I have created a repository with all versions of the code I ran. I took the liberty and removed all superfluous seqs, and slightly changed applyLoop, to

applyLoop i v | i == n = v | otherwise = applyLoop (i + 1) $ f i v 

which changes the result if apply is initially called with a zero argument (the new one immediately returns the original argument, while the old looped until i reaches -1 after wrap-around of the counter), but for positive arguments the semantics remain unchanged. For very small positive n, the one extra comparison the new version does might make a measurable difference if f is inlined and trivial, but for nontrivial n or f, the extra comparison is negligible, and the new version avoids code duplication that happens with the old.

That gives

$ ./test3 +RTS -s array (0,1) [(0,0),(1,1)] 560,049,112 bytes allocated in the heap 32,160 bytes copied during GC 42,632 bytes maximum residency (2 sample(s)) 22,904 bytes maximum slop 1 MB total memory in use (0 MB lost due to fragmentation) Tot time (elapsed) Avg pause Max pause Gen 0 1083 colls, 0 par 0.02s 0.02s 0.0000s 0.0001s Gen 1 2 colls, 0 par 0.00s 0.00s 0.0002s 0.0002s INIT time 0.00s ( 0.00s elapsed) MUT time 1.35s ( 1.35s elapsed) GC time 0.02s ( 0.02s elapsed) EXIT time 0.00s ( 0.00s elapsed) Total time 1.37s ( 1.37s elapsed) %GC time 1.3% (1.3% elapsed) Alloc rate 415,944,041 bytes per MUT second Productivity 98.6% of total user, 98.4% of total elapsed 

in contrast to

$ ./test4 +RTS -s (0,1) 47,492 bytes allocated in the heap 1,756 bytes copied during GC 42,632 bytes maximum residency (1 sample(s)) 18,808 bytes maximum slop 1 MB total memory in use (0 MB lost due to fragmentation) Tot time (elapsed) Avg pause Max pause Gen 0 0 colls, 0 par 0.00s 0.00s 0.0000s 0.0000s Gen 1 1 colls, 0 par 0.00s 0.00s 0.0002s 0.0002s INIT time 0.00s ( 0.00s elapsed) MUT time 0.04s ( 0.04s elapsed) GC time 0.00s ( 0.00s elapsed) EXIT time 0.00s ( 0.00s elapsed) Total time 0.04s ( 0.04s elapsed) %GC time 0.5% (0.6% elapsed) Alloc rate 1,182,455 bytes per MUT second Productivity 98.9% of total user, 103.1% of total elapsed 

from test4. The difference is enormous.
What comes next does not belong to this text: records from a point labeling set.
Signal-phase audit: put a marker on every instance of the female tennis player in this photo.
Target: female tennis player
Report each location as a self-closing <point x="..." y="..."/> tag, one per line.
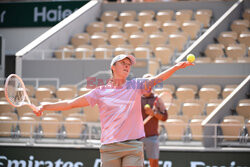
<point x="119" y="102"/>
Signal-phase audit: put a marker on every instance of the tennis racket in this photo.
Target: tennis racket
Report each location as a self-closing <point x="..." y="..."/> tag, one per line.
<point x="16" y="95"/>
<point x="167" y="99"/>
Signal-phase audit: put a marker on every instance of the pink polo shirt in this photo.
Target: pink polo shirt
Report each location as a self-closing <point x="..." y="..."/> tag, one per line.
<point x="120" y="111"/>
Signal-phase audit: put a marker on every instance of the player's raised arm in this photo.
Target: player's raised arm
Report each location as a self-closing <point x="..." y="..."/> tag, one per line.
<point x="80" y="101"/>
<point x="166" y="74"/>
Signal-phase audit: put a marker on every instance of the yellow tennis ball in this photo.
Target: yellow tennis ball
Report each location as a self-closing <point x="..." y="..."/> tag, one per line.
<point x="147" y="106"/>
<point x="191" y="58"/>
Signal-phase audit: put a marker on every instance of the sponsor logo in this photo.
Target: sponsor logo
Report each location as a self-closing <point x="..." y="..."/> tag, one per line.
<point x="52" y="15"/>
<point x="5" y="162"/>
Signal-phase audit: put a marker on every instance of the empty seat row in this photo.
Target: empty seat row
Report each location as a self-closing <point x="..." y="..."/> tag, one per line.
<point x="202" y="15"/>
<point x="191" y="27"/>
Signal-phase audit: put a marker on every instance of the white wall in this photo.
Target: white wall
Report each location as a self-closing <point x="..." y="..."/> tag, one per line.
<point x="17" y="38"/>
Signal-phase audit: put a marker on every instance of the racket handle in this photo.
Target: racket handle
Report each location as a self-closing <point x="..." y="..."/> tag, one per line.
<point x="35" y="110"/>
Well, let's look at the core to find out why, and how we can reduce it.

First, the core for using test4:

Rec { Main.main_$s$wapplyLoop [Occ=LoopBreaker] :: GHC.Prim.Int# -> GHC.Prim.Word# -> GHC.Prim.Word# -> (# GHC.Word.Word32, GHC.Word.Word32 #) [GblId, Arity=3, Caf=NoCafRefs, Str=DmdType LLL] Main.main_$s$wapplyLoop = \ (sc :: GHC.Prim.Int#) (sc1 :: GHC.Prim.Word#) (sc2 :: GHC.Prim.Word#) -> case sc of wild { __DEFAULT -> Main.main_$s$wapplyLoop (GHC.Prim.+# wild 1) (GHC.Prim.plusWord# sc2 (__word 1)) (GHC.Prim.minusWord# sc1 (__word 1)); 10000000 -> (# GHC.Word.W32# sc1, GHC.Word.W32# sc2 #) } end Rec } 

You can't beat that without short-cutting. You get a tight loop using only unboxed values in registers, it does no allocation. But note that seqing x and y in test4 is necessary here to aid the strictness analyser. Without it, you get a loop using boxed Word32s building up huge thunks. The seqs that originally were in apply resp. in the function (\_ x -> x `seq` testN x) passed to it make no difference whatsoever.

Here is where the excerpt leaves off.